Le schisme entre le Nord et le Sud : religion et politique

Après le règne de Charles V, les Pays-Bas espagnols, appelés les "17 Provinces", connaissent une période de tension et de violence. Cette situation est alimentée par la montée du calvinisme dans les provinces du nord et la répression sévère du successeur de l'empereur, l'ultracatholique Philippe II, qui dirige son empire depuis l'Espagne et qui fait régner la terreur par le duc d'Albe. Sous la direction de Guillaume le Taciturne, sept provinces du nord se rebellent en 1568 contre le pouvoir espagnol, ce qui conduit en 1581 à la proclamation de l'indépendance de la "République des Provinces unies", un État fédéral la dirigé par les "Hautes Puissances Messeigneurs les États généraux". La guerre entre les provinces espagnoles du sud et la République des Provinces-Unies dure jusqu'en 1648 (traités de Westphalie) et aboutit à la reconnaissance par l'Espagne de la République des Sept Provinces-Unies.

Le développement d'un sentiment commun d'identité

Les provinces du sud seront de plus en plus désignées sous le nom de Belgica, avec pour capitale Bruxelles et pour religion le catholicisme. Ils sont progressivement considérés comme une seule entité et placés sous la même autorité : des représentants du roi d'Espagne (jusqu'en 1714) à l'empereur des Habsbourg d'Autriche (jusqu'en 1794). Il y avait un seul parlement, un seul système judiciaire, une seule religion et des liens économiques forts se sont développés entre ces provinces.

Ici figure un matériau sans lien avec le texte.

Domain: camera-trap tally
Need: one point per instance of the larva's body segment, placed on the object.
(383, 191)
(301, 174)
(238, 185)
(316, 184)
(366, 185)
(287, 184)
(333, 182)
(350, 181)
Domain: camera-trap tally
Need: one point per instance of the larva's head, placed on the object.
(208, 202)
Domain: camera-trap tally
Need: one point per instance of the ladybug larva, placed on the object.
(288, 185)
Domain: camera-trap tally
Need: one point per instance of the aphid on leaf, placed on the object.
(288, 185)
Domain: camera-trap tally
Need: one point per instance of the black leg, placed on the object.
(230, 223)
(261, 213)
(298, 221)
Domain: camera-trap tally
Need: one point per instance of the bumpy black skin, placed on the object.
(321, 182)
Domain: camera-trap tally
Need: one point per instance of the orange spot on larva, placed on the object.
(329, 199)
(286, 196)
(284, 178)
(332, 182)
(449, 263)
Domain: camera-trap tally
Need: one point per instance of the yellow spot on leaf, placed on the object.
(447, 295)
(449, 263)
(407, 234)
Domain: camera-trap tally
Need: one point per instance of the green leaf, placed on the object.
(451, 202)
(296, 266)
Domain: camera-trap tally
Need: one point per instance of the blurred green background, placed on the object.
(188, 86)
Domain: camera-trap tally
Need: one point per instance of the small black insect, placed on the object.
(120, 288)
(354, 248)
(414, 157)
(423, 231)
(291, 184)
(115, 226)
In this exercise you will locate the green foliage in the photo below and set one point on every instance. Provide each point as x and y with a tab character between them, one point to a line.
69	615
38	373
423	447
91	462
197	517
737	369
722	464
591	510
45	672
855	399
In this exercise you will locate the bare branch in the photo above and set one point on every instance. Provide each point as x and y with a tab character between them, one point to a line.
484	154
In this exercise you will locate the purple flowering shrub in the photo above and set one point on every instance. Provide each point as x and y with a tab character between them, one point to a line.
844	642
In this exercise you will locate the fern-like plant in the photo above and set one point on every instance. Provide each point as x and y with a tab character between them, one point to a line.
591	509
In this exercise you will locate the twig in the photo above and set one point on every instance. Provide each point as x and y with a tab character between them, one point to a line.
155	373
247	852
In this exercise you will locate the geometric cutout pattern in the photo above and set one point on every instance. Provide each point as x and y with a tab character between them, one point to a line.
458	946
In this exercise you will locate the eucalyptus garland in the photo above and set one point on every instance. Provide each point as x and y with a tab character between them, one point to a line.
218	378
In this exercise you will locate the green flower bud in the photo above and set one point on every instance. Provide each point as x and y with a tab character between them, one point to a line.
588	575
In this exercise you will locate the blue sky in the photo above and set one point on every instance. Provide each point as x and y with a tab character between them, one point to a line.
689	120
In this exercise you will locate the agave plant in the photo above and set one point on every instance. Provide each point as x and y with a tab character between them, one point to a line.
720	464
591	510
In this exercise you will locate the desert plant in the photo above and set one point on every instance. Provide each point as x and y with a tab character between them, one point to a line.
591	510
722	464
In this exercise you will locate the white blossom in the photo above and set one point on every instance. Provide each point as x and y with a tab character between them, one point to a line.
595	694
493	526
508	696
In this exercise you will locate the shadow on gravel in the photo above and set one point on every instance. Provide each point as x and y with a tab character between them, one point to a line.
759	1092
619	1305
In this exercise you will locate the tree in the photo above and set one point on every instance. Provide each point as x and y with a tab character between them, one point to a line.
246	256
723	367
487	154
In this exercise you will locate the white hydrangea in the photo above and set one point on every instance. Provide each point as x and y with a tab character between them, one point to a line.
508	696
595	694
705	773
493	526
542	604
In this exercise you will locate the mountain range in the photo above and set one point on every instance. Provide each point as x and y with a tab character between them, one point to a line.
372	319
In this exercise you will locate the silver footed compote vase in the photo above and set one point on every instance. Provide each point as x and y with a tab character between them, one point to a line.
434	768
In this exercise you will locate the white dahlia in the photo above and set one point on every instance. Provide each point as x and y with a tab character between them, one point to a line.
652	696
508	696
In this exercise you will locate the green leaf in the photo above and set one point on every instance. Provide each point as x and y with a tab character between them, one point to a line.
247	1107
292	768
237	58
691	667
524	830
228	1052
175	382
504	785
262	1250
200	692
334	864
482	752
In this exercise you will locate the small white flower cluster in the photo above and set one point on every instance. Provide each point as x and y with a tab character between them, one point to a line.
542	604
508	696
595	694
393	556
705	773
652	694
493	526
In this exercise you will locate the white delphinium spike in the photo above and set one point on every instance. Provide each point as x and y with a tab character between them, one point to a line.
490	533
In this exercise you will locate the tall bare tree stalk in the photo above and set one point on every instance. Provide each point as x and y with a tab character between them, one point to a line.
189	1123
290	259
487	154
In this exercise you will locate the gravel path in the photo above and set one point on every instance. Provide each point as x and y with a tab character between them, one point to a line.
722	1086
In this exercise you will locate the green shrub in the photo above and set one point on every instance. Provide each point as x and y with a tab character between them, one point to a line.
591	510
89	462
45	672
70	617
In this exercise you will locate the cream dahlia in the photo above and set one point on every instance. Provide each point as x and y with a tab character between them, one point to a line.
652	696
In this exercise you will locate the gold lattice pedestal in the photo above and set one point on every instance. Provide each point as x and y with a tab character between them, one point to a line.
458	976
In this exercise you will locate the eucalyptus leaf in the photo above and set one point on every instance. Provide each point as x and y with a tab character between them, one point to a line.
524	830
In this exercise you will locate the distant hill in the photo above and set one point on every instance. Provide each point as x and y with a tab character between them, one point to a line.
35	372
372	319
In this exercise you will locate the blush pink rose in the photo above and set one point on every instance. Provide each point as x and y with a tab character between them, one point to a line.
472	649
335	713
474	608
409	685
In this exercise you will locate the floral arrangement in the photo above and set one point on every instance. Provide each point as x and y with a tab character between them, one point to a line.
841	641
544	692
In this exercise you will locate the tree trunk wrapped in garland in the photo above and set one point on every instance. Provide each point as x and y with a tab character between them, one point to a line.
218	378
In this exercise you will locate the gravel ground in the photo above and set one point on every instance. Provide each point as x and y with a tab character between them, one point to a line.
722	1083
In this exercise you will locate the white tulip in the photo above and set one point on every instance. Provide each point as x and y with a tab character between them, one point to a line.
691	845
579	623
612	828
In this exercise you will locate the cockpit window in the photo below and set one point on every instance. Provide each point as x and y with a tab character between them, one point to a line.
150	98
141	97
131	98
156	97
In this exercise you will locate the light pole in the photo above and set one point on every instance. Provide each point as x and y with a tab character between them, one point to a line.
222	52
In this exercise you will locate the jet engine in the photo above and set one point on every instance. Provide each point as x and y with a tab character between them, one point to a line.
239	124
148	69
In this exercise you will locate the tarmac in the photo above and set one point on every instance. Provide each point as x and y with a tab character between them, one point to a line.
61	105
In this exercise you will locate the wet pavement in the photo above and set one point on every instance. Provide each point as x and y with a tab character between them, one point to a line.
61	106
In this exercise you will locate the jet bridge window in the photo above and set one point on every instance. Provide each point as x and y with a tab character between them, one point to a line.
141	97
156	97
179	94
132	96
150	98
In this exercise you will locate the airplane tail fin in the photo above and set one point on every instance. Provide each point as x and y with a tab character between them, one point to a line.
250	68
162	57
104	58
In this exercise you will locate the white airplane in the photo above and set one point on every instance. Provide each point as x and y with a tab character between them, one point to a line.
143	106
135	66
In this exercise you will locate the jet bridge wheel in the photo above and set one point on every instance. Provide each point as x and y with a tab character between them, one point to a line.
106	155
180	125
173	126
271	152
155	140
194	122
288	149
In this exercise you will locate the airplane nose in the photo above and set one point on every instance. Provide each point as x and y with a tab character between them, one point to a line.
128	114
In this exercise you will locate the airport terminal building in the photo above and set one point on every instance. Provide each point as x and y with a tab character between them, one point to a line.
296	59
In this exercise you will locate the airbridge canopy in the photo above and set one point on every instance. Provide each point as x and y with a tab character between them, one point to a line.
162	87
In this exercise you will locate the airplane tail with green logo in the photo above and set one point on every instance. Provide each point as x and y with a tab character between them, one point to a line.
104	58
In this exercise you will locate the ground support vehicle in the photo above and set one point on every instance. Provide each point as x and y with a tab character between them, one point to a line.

Jusqu'en 1795, la principauté épiscopale de Liège est toujours absente. En outre, la France va encore conquérir les territoires du nord (aujourd'hui appelés Flandres françaises). Mais quelque chose émergeait néanmoins. Les 30 années glorieuses sous le règne des archiducs Albert et Isabelle sont très caractéristiques de cette période. Ils ont fait des Pays-Bas méridionaux et de Bruxelles le centre de la diplomatie, comme s'ils étaient à la tête d'un État indépendant.

Prélude à la création de la Belgique

Une tentative d'indépendance, partiellement inspirée par la Révolution française, a vu le jour dans nos provinces en 1789: la Révolution brabançonne. Cela a donné lieu à la très brève existence d'une fédération indépendante d'États sous la direction de Vonck et Vandernoot. C'est une prémice à la Belgique ultérieure qui ne prendra définitivement forme qu'en 1830. L'Autriche a cependant rapidement rétabli l'ordre dans ses affaires, juste avant la période de l'annexion française, au cours de laquelle l'administration, la justice et l'éducation sont complètement francisées. Même si le succès de la Révolution brabançonne est éphémère, il montre que le nouvel État belge n'est pas tombé du ciel 40 ans plus tard.

Après la chute de Napoléon à Waterloo en 1815, le Congrès de Vienne a décidé de mettre en place ce que l'on pourrait appeler un État artificiel (tampon), destiné à contrer l'expansionnisme français. Il est devenu un royaume, englobant la quasi-totalité du Benelux actuel, sous la direction de Guillaume d'Orange-Nassau, devenu roi des Pays-Bas en 1813.

La naissance de la Belgique

Le roi Guillaume fait fi du libéralisme et des principes démocratiques. En outre, il est un fervent partisan du calvinisme, qui contraste avec l'influence de l'Église catholique dans ses provinces du sud. Ainsi, les séminaires sont fermés et les résultats des élections sont tronqués à l'aide de ce que l'on appellera plus tard les "mathématiques néerlandaises". Le roi Guillaume se met à dos les libéraux et les catholiques, ce qui conduit à la révolution belge de 1830.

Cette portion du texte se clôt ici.